Fadenlifting vs. Facelift

Inzwischen gibt es mehrere Möglichkeiten, die Falten im Gesicht zu mindern und schärfere und schönere Konturen zu Formen. Das Facelifting bietet sich als Alternative zu einer Faltenkorrektur per Faltenunterspritzung an. Dieses kann jedoch auch durch das Fadenlifting ersetzt werden. Worin liegen denn eigentlich die Unterschiede zwischen den beiden Optionen? Und welche Vor- und Nachteile gibt es jeweils?

Facelifting

Das Facelifting wird bereits seit Jahrzehnten durchgeführt. Dieses gehört in den letzten zehn Jahren zu den am häufigsten durchgeführten Eingriffen. Bei dem Facelifting werden gezielte Schnitte vorgenommen , damit die Gesichtshaut gestrafft werden kann. Dadurch werden sowohl Falten gemindert als auch die Kinnpartie oder die Wangenknochen betont.

Vorteile und Nachteile des Faceliftings

Zu den Vorteilen des Faceliftings zählt die Möglichkeit der Behandelbarkeit verschiedener Gesichtspartien. Zudem ist dieser Eingriff weitaus effektiver als das Fadenlifting, wenn die Haut stark erschlafft ist. Je nach OP und Hautzustand bleiben die Resultate jahrelang sichtbar.
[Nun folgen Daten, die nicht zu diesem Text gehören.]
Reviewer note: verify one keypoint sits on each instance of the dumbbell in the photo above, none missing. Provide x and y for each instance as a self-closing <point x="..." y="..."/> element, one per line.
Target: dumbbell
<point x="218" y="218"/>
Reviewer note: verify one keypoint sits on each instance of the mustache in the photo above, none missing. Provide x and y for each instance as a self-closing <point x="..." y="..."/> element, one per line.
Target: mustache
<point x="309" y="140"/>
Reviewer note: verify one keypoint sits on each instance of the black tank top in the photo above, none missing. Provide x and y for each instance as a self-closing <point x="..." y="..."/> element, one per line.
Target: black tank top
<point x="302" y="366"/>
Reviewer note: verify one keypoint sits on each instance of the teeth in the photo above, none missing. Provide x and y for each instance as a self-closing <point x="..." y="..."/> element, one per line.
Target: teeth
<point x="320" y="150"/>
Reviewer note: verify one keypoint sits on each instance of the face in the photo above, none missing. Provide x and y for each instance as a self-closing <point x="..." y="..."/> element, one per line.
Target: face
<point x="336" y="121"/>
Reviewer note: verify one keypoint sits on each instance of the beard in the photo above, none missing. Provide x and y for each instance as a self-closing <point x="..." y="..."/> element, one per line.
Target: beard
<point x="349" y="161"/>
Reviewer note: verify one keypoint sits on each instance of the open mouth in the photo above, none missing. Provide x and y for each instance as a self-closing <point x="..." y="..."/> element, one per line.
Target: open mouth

Zudem kann der Eingriff problemlos mehrere Male wiederholt werden, um für optimale Resultate zu sorgen.

Zu den Nachteilen gehört die Möglichkeit eines unnatürlichen Aussehens mit starrer Mimik. Zudem kann ein Facelifting teurer ausfallen als ein Fadenlifting. Da mehrere Schnitte und Fäden zum Einsatz kommen, kann es unter Umständen zu Schwierigkeiten beim Essen und Sprechen kommen. Wenn der Eingriff mehrmals wiederholt wird, kann es mit der Zeit zu einer Überdehnung der Haut kommen.

Fadenlifting

Unter dem Fadenlifting wird ein minimalinvasiver Eingriff verstanden, welcher theoretisch weniger Risiken birgt und für den Körper weniger belastend ist. Es werden dazu durch kleine Einstiche Fäden unter die Haut gezogen, welche die Gesichtshaut straffen und die Falten glätten. Gleichzeitig werden die Konturen betont. Mit der Zeit bildet sich um diese Fäden herum neues Bindegewebe, wozu es zu einer zusätzlichen Straffung kommen soll. Diese Fäden bestehen entweder aus Milchsäure oder aus Polydioxanon.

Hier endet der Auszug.